AA Bondy plays his Southern Gothic Folk on H Street / by Juli Sproules

Listening to AA Bondy – live or otherwise – is nothing if not intense; and his third solo album, Believers, is no exception.  His solo debut, American Hearts, is the very best of Americana – honest & bare, a wandering man with a guitar & a harmonica; and 2009’s When the Devil’s Loose is similar, allowing for more instrumentation, with a little more maturity & complexity.  Believers is different.  It has a quieter, more ethereal quality.  Maybe it’s the recent trip I took to Scotland, but this album reminds me of the Highlands – desolate, lonely, even a bit grim – but strikingly beautiful.  He still has elements of the Americana-folk sound of his previous releases, but he seems to be bringing it forward, evolving it into his own unique style.  A storyteller reminiscent of Flannery O’Connor’s Southern Gothic mystique, he brings a sense of sadness and truth to this album.

Bondy’s live show on Wednesday, Nov 16 at Rock & Roll Hotel was both serious and intense.  Starting with the first track on his new album, “The Heart Is Willing”, his deep, velvet voice hums along to the forward march of the beat.  Images of water and tv noise projected onto the stage, washing over him, his band, and the backdrop behind them throughout the show.  It seemed especially right for this –his languid, almost sinister songs have a dreamlike quality: the feeling of waking up from a strange dream, or swimming in the ocean at night.  He sang with passion, eyes closed, brow furrowed; at one point (just after the line, “find another horse to break,” incidentally), galloping almost in slow motion in a circle like a little boy on a toy horse.

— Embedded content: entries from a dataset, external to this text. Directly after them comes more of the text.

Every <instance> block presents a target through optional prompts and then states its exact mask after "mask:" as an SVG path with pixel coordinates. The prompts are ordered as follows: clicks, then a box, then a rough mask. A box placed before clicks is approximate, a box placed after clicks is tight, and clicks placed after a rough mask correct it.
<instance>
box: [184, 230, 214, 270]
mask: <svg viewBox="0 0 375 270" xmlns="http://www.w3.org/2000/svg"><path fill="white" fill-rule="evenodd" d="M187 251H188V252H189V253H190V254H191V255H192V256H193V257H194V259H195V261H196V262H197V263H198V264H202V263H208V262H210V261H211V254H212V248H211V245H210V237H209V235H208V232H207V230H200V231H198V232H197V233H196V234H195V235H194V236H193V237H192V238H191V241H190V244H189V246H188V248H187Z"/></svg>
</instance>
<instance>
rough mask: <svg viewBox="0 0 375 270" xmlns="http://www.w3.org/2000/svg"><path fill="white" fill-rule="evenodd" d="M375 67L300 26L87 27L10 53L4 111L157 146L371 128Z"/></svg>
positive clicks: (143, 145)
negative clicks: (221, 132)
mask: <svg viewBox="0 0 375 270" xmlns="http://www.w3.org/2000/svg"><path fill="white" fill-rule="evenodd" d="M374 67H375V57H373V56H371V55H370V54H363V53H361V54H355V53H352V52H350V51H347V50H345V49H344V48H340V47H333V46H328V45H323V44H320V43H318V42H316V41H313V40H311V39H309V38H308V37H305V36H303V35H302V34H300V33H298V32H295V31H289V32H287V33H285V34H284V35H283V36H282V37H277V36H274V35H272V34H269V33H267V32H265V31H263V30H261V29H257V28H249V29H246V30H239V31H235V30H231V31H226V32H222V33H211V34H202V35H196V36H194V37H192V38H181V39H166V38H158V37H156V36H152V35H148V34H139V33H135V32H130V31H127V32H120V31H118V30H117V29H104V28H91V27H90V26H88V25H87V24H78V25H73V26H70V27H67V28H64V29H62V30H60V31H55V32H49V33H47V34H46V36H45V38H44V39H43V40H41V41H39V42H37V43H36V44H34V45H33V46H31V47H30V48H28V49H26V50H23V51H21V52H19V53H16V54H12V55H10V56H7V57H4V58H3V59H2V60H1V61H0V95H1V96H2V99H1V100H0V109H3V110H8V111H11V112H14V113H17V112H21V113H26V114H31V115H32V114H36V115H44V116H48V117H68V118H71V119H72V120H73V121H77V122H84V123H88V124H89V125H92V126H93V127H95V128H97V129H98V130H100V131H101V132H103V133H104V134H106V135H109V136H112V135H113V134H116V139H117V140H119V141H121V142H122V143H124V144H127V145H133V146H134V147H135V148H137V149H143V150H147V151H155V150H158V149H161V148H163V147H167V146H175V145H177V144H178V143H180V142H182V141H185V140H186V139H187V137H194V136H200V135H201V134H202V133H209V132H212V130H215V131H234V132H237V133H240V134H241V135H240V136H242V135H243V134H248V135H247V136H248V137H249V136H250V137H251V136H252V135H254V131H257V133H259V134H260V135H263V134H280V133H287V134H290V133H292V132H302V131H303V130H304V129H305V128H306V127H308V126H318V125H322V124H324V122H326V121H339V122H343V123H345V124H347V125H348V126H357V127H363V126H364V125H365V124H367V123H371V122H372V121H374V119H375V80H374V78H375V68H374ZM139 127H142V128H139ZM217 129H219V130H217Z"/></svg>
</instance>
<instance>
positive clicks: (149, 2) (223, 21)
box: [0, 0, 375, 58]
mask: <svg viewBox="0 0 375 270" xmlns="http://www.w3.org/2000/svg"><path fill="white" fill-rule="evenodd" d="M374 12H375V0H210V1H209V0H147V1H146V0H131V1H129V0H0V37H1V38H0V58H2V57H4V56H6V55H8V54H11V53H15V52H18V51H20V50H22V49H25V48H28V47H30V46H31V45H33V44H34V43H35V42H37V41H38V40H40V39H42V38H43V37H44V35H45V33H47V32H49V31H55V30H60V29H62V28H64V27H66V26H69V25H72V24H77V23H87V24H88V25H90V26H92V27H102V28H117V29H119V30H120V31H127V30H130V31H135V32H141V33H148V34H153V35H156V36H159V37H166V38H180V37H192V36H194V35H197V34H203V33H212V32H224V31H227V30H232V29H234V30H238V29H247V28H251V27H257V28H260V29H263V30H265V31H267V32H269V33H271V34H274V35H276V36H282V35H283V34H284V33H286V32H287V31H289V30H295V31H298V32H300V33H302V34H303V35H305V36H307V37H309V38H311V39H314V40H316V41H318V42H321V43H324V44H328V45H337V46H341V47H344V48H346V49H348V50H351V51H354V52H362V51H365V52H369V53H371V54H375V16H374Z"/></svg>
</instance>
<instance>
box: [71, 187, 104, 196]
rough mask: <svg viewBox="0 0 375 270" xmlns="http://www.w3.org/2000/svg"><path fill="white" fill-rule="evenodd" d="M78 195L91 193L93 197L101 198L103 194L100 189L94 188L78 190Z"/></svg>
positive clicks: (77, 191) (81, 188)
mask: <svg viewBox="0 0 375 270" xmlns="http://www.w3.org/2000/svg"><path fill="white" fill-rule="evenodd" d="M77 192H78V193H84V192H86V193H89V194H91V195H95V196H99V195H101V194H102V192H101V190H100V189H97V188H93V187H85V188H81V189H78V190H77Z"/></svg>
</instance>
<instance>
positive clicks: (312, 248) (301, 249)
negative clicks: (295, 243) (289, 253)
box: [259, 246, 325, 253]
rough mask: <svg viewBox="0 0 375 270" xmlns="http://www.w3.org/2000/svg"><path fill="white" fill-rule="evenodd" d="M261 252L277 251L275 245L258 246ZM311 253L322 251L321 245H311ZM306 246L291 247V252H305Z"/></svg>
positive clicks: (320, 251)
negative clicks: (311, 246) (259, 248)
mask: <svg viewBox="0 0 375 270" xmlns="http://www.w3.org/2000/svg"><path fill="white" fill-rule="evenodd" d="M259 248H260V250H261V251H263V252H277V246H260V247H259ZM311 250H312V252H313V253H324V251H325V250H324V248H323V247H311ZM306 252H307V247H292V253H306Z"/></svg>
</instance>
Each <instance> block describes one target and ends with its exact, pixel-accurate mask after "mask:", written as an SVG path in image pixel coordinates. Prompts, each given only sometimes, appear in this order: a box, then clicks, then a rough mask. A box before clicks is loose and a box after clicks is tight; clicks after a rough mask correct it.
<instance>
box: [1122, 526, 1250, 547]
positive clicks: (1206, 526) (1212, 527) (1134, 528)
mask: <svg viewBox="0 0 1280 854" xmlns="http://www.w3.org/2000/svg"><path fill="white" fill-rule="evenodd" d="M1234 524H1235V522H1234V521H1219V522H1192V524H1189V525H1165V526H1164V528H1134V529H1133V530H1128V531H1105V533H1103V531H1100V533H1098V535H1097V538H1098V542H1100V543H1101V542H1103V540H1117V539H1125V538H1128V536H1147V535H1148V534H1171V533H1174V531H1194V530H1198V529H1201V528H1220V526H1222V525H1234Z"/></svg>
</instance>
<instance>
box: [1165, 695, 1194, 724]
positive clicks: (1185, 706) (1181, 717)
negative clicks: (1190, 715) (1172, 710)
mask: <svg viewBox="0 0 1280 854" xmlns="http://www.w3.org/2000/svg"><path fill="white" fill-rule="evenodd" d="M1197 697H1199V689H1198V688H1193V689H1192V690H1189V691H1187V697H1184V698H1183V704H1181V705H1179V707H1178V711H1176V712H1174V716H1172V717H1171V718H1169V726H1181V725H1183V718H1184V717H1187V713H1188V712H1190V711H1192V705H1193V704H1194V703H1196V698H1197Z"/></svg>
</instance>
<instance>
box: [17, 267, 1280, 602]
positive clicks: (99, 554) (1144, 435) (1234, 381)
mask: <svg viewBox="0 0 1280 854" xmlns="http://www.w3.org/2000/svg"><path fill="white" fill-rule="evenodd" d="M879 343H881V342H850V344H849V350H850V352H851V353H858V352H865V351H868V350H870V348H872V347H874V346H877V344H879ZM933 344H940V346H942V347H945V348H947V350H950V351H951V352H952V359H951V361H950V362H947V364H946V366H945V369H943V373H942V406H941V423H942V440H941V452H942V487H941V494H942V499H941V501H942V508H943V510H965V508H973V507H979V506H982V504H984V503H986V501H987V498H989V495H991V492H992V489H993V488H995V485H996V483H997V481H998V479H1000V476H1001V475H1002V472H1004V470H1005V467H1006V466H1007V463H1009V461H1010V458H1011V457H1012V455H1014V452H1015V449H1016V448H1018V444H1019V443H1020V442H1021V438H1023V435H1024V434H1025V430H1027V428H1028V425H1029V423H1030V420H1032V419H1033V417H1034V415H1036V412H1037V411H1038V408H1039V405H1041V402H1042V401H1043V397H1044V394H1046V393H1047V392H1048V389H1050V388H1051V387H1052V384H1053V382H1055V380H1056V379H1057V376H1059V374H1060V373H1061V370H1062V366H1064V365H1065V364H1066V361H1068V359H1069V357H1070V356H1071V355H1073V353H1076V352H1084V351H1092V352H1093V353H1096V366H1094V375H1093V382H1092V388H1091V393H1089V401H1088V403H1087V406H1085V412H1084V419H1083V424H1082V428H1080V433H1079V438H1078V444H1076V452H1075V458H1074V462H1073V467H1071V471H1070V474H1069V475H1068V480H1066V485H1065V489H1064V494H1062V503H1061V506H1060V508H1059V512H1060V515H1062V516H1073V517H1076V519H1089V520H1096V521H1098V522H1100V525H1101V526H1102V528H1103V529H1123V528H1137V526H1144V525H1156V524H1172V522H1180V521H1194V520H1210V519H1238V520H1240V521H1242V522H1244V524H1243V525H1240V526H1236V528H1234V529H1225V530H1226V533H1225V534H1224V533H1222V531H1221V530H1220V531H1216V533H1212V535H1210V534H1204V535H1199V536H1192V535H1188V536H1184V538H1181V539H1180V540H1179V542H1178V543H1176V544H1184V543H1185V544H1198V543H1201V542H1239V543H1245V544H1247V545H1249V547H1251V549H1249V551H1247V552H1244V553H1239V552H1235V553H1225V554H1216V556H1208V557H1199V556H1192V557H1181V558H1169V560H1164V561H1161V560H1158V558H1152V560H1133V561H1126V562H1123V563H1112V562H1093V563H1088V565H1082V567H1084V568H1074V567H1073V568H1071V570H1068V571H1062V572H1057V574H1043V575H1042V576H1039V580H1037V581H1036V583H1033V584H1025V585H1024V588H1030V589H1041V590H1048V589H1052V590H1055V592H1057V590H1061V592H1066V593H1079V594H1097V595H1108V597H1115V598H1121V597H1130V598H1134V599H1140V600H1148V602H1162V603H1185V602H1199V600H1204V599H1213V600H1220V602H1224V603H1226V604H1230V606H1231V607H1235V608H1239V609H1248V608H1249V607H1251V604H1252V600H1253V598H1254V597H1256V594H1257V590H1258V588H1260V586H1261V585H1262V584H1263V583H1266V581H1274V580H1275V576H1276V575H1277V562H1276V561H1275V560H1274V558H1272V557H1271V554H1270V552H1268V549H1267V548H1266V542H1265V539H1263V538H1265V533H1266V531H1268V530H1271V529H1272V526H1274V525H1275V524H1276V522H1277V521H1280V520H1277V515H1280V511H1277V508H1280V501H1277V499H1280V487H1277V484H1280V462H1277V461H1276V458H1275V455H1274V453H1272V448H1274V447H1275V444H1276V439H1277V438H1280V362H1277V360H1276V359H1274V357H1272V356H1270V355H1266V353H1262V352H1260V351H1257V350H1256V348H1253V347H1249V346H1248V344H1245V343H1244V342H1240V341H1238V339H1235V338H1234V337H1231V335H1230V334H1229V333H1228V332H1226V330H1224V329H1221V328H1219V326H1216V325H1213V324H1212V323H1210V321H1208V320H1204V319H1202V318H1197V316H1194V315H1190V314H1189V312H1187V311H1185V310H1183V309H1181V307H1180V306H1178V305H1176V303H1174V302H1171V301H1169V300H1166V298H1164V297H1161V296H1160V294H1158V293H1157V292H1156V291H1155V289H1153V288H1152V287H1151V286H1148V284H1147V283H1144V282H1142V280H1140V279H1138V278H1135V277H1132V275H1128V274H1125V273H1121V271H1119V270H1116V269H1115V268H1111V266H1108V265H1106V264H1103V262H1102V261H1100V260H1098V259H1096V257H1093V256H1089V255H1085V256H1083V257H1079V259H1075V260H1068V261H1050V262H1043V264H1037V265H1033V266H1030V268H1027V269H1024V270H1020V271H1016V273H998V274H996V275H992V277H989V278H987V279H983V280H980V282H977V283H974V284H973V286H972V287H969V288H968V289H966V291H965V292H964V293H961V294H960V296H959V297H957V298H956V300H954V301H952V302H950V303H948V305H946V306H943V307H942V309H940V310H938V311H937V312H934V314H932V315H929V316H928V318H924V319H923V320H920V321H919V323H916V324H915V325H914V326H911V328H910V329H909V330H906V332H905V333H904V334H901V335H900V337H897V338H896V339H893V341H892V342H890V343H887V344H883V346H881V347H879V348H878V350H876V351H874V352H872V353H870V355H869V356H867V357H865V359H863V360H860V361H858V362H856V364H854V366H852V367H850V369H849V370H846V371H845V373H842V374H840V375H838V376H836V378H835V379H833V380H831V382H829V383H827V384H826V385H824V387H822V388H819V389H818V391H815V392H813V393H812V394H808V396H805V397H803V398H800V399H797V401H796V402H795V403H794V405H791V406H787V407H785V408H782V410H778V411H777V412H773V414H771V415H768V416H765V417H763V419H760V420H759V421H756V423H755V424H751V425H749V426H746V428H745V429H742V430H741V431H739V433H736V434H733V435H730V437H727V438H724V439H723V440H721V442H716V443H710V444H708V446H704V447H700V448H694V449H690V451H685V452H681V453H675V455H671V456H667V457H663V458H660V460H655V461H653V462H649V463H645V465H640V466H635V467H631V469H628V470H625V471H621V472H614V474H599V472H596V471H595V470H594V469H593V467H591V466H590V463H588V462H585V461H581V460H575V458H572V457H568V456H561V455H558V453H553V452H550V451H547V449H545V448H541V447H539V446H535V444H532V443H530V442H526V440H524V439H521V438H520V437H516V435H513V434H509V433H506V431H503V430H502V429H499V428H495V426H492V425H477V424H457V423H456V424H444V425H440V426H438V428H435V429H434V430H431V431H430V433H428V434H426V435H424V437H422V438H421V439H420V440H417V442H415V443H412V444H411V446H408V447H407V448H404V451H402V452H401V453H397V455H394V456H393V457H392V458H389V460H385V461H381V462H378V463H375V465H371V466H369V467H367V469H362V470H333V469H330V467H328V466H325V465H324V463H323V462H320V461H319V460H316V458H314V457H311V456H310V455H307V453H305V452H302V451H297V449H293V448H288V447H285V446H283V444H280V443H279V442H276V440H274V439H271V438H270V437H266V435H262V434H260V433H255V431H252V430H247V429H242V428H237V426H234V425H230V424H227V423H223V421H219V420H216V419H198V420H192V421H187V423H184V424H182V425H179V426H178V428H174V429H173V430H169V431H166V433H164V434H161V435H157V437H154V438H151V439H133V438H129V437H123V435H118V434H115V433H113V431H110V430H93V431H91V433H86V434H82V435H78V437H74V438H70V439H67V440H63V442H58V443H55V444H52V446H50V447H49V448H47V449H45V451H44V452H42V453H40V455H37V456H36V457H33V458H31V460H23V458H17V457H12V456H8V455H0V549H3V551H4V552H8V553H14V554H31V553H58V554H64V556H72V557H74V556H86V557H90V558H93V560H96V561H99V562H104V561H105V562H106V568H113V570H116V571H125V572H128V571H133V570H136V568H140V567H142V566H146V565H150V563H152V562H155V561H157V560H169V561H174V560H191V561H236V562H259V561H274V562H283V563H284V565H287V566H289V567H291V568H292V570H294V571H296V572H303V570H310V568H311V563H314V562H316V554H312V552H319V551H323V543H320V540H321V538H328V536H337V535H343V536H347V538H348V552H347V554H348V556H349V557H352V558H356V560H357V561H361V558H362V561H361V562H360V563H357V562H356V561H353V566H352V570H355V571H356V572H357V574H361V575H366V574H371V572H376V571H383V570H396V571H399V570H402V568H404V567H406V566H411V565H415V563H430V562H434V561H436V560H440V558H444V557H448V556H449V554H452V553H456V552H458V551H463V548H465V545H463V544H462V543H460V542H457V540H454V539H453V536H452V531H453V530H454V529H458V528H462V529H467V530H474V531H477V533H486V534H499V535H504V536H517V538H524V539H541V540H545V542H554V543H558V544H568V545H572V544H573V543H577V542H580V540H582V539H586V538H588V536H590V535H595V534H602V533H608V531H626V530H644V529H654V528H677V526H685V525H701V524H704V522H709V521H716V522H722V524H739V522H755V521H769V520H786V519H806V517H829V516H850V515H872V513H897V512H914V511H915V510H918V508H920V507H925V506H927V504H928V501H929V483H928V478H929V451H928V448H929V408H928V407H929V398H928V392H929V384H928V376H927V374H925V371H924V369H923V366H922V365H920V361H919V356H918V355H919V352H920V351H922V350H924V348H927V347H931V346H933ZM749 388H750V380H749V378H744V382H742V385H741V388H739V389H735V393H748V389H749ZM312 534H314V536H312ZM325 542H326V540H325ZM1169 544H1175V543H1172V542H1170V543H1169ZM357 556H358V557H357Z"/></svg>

This show was filled with charged quiet moments, instruments humming, gently pulling you along – which was captivating.  But unfortunately, the thumping from the consistently awful DJ for the dance party upstairs kept coming through the floor – it was a real shame.  He even asked from the stage at one point if there was anything that could be done about it, and sadly, they did nothing.  And when there was a feedback issue during the encore, he first tried to keep going, but eventually had to stop. He was clearly furious, and yelled something un-publishable about “computers”.  Everyone stood silent – it was an awkward moment to be sure – and after a beat or two, the audience cheered in support, which he seemed sheepishly grateful for.  It was uncomfortable, but it was frustrating too – having a thumping DJ and feedback issues breaks the spell of what the band is weaving on stage, especially this one.

I can’t wait to see him again – but I’m keeping my fingers crossed that it’s at a venue that respects their artists enough to turn down the dance party.